3 minggu.
Sudah tiga minggu Katya menghindar darinya. Saktya terus menatap punggung itu setiap harinya. Bahkan Katya sendiri yang memilih pindah dan duduk dibarisan ketiga sebelah kanan Saktya, berada di dekat jendela. Yang itu berarti terpisah tiga bangku dari bangku yang Saktya duduki.
Saktya hanya memandang Katya dari jauh. Tanpa ingin mencoba untuk mendekatinya.
Apa mungkin traumanya kembali lagi?
"Bengong aja." sebuah pundak merangkulnya pelan, membuat Saktya menoleh. Dery mengulum senyum dan menatap Saktya dengan kedua alis diangkat.
"Jadi? Nggak mau deketin lagi nih?" Saktya menghembuskan napasnya pelan dan menunduk.

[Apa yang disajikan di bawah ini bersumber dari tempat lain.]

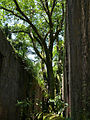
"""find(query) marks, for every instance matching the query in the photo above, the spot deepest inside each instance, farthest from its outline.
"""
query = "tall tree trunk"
(77, 73)
(51, 79)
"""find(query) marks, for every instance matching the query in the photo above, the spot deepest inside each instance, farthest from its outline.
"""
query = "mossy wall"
(15, 82)
(77, 60)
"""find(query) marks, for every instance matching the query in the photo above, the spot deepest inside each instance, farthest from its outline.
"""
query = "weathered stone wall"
(77, 60)
(15, 82)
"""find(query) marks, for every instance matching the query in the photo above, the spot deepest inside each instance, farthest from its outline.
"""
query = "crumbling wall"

"Gue rasa traumanya balik deh." Dery mengerutkan keningnya dan tertawa pelan.
"Kenapa sih lo selalu ngerasa Katya nyamain lo sama dia?" Saktya mengangkat bahunya dan membuat dia kembali menghembuskan napasnya berat.
"Feeling aja." Dery menepuk pundaknya pelan. Lalu ia bangkit dan mengambil bola basket di pinggir lapangam
"Percuma feeling kalo lo nggak buktiin langsung." Dery memantulkan bola basket miliknya lalu melakukan shoot dari luar area three point dan masuk.
"Cara buktiinnya gimana?" Tanya Saktya membuat Dery menghentikan aktivitasnya.
"Mulai semuanya dari awal."
"Maksudnya?"
"Ah lo mah! Kalo mikirin acara aja otak jalan giliran soal beginian aja otaknya dongkol" Saktya menatap Dery tajam.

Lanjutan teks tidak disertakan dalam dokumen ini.